Mouse jitters give away fraudsters

Online fraudsters might want to try some method acting classes before they attempt to log in to an online banking session using a stolen user name and password. New technology from Fair Isaac  claims to be able to spot fishy Web sessions by, among other things, comparing mouse movements and typing mannerisms with those of the account holder.

The company announced its new multi-factor authentication product, Falcon One for Online Access  Wednesday. The product uses neural network technology to monitor online transactions and learn customer behavior patterns. The product is targeted at U.S. banks, which are under pressure to implement guidance from the U.S. Federal Financial Institutions Examination Council's (FFIEC),  a cross-agency group, to find alternatives to simple username and password security for online bank accounts.

Falcon One works with other Fair Isaac anti-fraud technology as part of the company's EDM (Enterprise Decision Management)  solution. It tracks online behavior, such as how a customer has used online banking in the past. That data is combined with analysis of the computer initiating an online transaction, said Ted Crooks  , vice president of Global Fraud Solutions at Fair Isaac.

Like other anti-fraud companies, Fair Isaac notes the IP address an account holder typically uses for online banking and raises flags when a session is initiated from a new address. But the company digs deeper into the remote host, noting details such as the system clock setting and screen resolution to determine whether the machine is different from that used in prior sessions, Crooks said.

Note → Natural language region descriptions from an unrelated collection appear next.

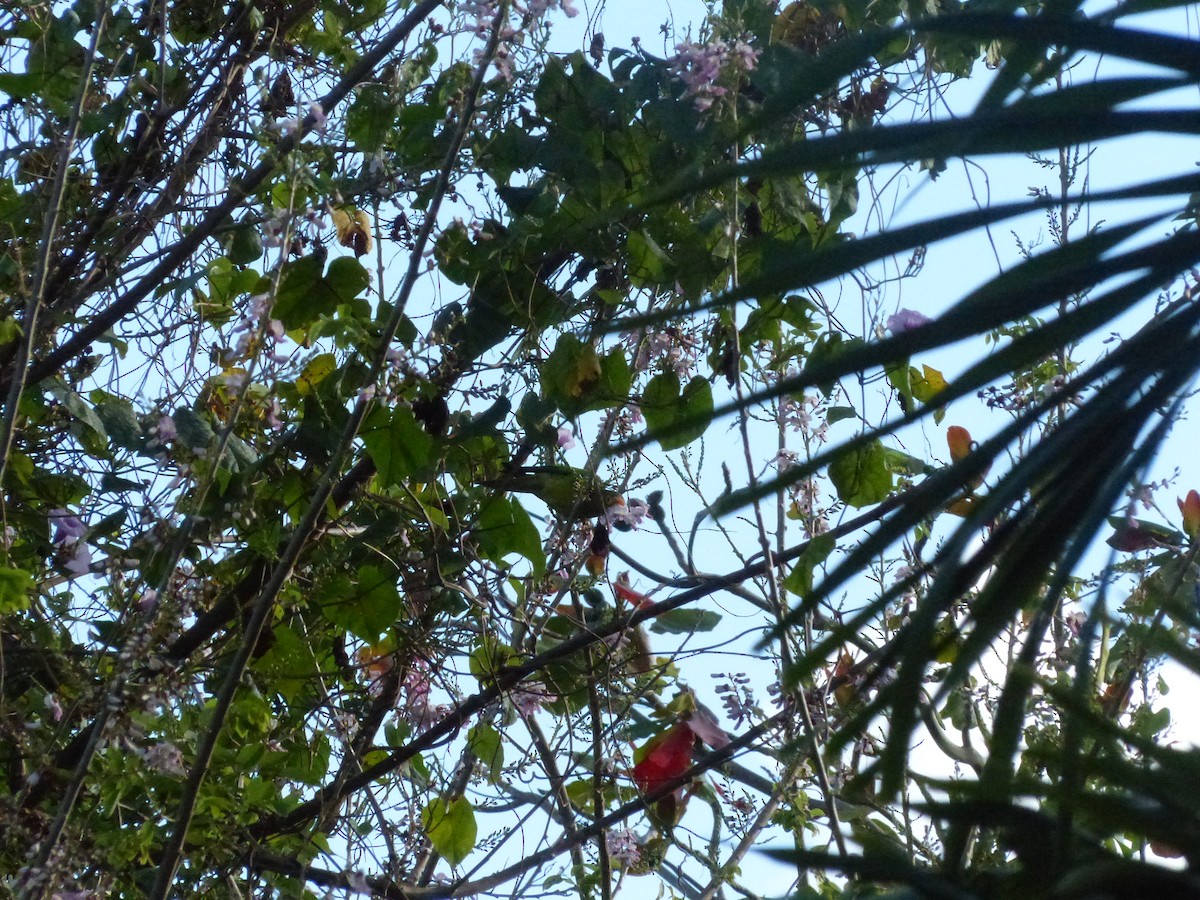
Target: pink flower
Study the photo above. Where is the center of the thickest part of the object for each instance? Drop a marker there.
(627, 516)
(319, 123)
(623, 846)
(165, 430)
(69, 537)
(906, 321)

The software also monitors other characteristics of account holders, such as their style of typing and mouse movements to determine whether the user attempting a transaction is the actual account holder. Characteristics such as the speed and character pattern that account owners type, as well as whether they are a jittery or staid mouse user are individual and nearly impossible to mimic, Crooks said.

The company also monitors traffic on outbound communications channels, noting how a customer links to an online banking session and whether there are delays in online session traffic that could signal a "man in the middle" attack, he said.

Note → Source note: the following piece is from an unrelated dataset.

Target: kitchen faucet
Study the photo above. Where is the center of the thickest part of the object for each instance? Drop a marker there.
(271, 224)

Despite the wealth of data gathered from online banking customers, Crooks said that Fair Isaac is sensitive to concerns about snooping. The Falcon One Software combines back-end analysis with a Web browser plug-in that collects data without breaking the browser security model, or "sandbox," he said.

None of the data collected necessarily signals fraud. Instead, the company weighs the data to calculate a risk measurement for the online sessions. Banks can take that information and decide whether to change the course of a session. For example, users could be asked to enter an additional one-time password that is sent to their cell phone or a pre-approved e-mail address, Crooks said.

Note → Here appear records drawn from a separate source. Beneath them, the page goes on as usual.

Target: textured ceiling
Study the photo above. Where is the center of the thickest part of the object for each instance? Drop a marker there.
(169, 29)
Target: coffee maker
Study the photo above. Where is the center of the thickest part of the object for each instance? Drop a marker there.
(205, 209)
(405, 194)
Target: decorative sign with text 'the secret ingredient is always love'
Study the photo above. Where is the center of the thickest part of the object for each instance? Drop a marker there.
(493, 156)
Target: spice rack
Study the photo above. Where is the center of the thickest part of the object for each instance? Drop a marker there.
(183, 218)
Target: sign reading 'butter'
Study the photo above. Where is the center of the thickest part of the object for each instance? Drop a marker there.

Online risk monitoring companies such as Fair Isaac, RSA Security , and Cyveillance  have become more prominent in recent years, as online fraud has exploded. An April 2006 report by RSA Security found that online fraud is evolving, with phishing and pharming attacks "the most sophisticated, organized and innovative technological crime waves" facing online businesses.

Fraudsters have new tools at their disposal and are able to adapt more rapidly than ever, RSA said in its report.